Later, he notes the ultimate power that the natural environment has over human life:
“The earth is not a mere fragment of dead history, stratum upon stratum like the leaves of a book, to be studied by geologists and antiquaries chiefly, but living poetry like the leaves of a tree, which precede flowers and fruit — not a fossil earth, but a living earth; compared with whose great central life all animal and vegetable life is merely parasitic.”

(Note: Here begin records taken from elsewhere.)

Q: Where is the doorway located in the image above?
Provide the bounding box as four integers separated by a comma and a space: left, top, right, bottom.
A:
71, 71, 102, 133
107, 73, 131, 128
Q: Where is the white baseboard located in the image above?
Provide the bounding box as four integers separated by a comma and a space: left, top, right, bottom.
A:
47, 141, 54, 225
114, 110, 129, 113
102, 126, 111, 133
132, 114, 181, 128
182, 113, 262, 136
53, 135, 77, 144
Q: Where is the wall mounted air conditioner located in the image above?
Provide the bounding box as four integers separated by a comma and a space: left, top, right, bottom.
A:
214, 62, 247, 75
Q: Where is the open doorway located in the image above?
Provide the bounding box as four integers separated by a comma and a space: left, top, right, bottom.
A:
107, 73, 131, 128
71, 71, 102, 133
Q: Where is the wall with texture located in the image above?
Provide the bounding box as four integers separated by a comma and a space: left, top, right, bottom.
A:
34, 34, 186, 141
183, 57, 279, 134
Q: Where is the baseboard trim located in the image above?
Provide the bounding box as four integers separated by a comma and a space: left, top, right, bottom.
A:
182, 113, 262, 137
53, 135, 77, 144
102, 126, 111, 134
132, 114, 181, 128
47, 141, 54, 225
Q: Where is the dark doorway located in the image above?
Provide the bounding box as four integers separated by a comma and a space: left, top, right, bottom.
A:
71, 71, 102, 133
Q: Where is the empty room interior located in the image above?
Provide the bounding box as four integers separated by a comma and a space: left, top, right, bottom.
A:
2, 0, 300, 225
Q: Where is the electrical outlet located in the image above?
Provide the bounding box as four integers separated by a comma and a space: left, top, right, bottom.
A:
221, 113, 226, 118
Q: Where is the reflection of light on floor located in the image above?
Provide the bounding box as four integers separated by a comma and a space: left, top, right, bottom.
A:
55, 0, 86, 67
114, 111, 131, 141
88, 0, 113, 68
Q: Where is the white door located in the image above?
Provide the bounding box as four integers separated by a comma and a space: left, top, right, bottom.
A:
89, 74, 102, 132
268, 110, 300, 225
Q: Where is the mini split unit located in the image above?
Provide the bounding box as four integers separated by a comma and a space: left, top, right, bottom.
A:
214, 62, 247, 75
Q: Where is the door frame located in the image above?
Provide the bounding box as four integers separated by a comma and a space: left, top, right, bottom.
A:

Thoreau is philosophical, but he alternates big thoughts with charming observations of the surrounding forest life.. Here he describes the foxes and wonders about their motivations:
“Sometimes I heard the foxes as they ranged over the snow-crust, in moonlight nights, in search of a partridge or other game, barking raggedly and demoniacally like forest dogs, as if laboring with some anxiety, or seeking expression, struggling for light and to be dogs outright and run freely in the streets; for if we take the ages into our account, may there not be a civilization going on among brutes as well as men? They seemed to me to be rudimental, burrowing men, still standing on their defence, awaiting their transformation. Sometimes one came near to my window, attracted by my light, barked a vulpine curse at me, and then retreated.”
On the day of our visit to Walden, I spent a pleasant day on its shores with my friends and their children, eating a picnic. My partner, a serious swimmer, swam across Walden and back and wrote his own thoughts on it. Though Thoreau’s life in one way seems very long ago, in another way it’s quite immediate. Many things about Walden, both the book and the place, will stay with me.